How to Block Web Spiders/Crawlers

How do I make it so that my website CANNOT be indexed on the Internet?

I do NOT want Google or Yahoo or any other search engine or The Internet Archive to index or store or archive any of my website.

The Internet Archive had a link on their page to [URL=“http://pageresource.com/zine/robotstxt.htm”]here which says to create a file called “robots.txt” in your Web Root and to place the following code inside of it…


User-agent: *
Disallow: / 


Is that really all I need to do??
:-/

It seems like that is a very old link/article (i.e. circa 1999) and I am wondering if I have to do more to block sites like Google??

Thanks,

Amy

Create Robot.txt file and upload it …this is the only way you can stop bot or crawler

Yes, that is the standard way. You need to create the robots.txt file.

You can also control this using meta tags, but the robots.txt is the best method.

If it’s absolutely crucial that your site isn’t indexed, you can always add some code to check the User-Agent field that is submitted to the web server, and check to see if it’s a known search engine crawler, and if so, don’t output any HTML.

Currently, I have the following robots.txt file in my Web Root…


User-agent: *
Disallow: /

Thanks,

Amy

Yah, I have that - see last post.

You can also control this using meta tags, but the robots.txt is the best method.

Like this???

    <meta name=”robots” content=”noindex”>

If it’s absolutely crucial that your site isn’t indexed, you can always add some code to check the User-Agent field that is submitted to the web server, and check to see if it’s a known search engine crawler, and if so, don’t output any HTML.
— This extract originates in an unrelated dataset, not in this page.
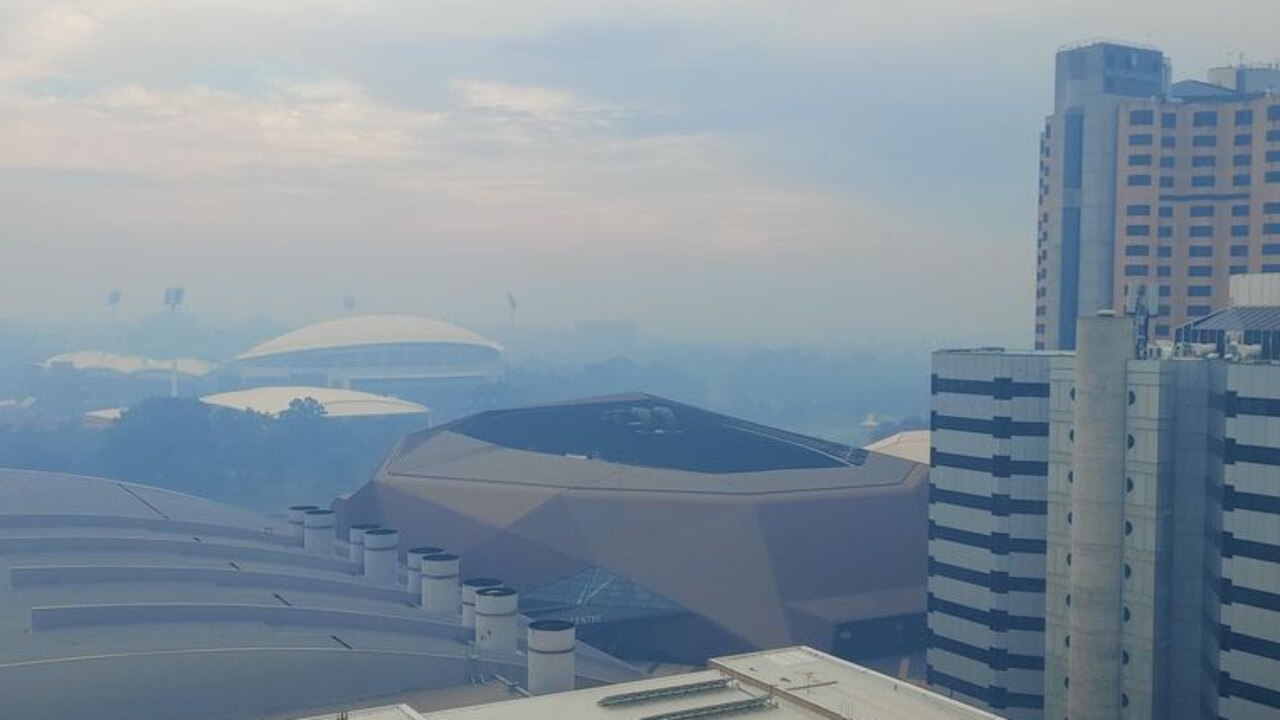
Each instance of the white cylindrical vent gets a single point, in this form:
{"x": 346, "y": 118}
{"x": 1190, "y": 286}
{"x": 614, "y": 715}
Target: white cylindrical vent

How exactly do you do that??

Amy

Checking the useragent for any purpose other than collecting statistics isn’t a good idea as any such attempted block can be easily bypassed simply be making a small change to the useragent (and you wouldn’t want to check thousands of search engine useragents in the first place).

Those two lines in the robots.txt file is all that is needed to stop legitimate search engines from indexing your site.

Also if you don’t have any incoming links from an indexed web page then no spiders/robots will find your site anyway. That’s why most search engines have indexed less than 10% of the web and even Google hasn’t found 20% of web pages yet.

Hello Stephen! Always a pleasure to read your posts!

Okay, I just woke up, and my brain is still warming up…

By incoming links you mean if “I” link to an outside website??

If so, then you are saying that just by having a domain and URL I will not end up on Google?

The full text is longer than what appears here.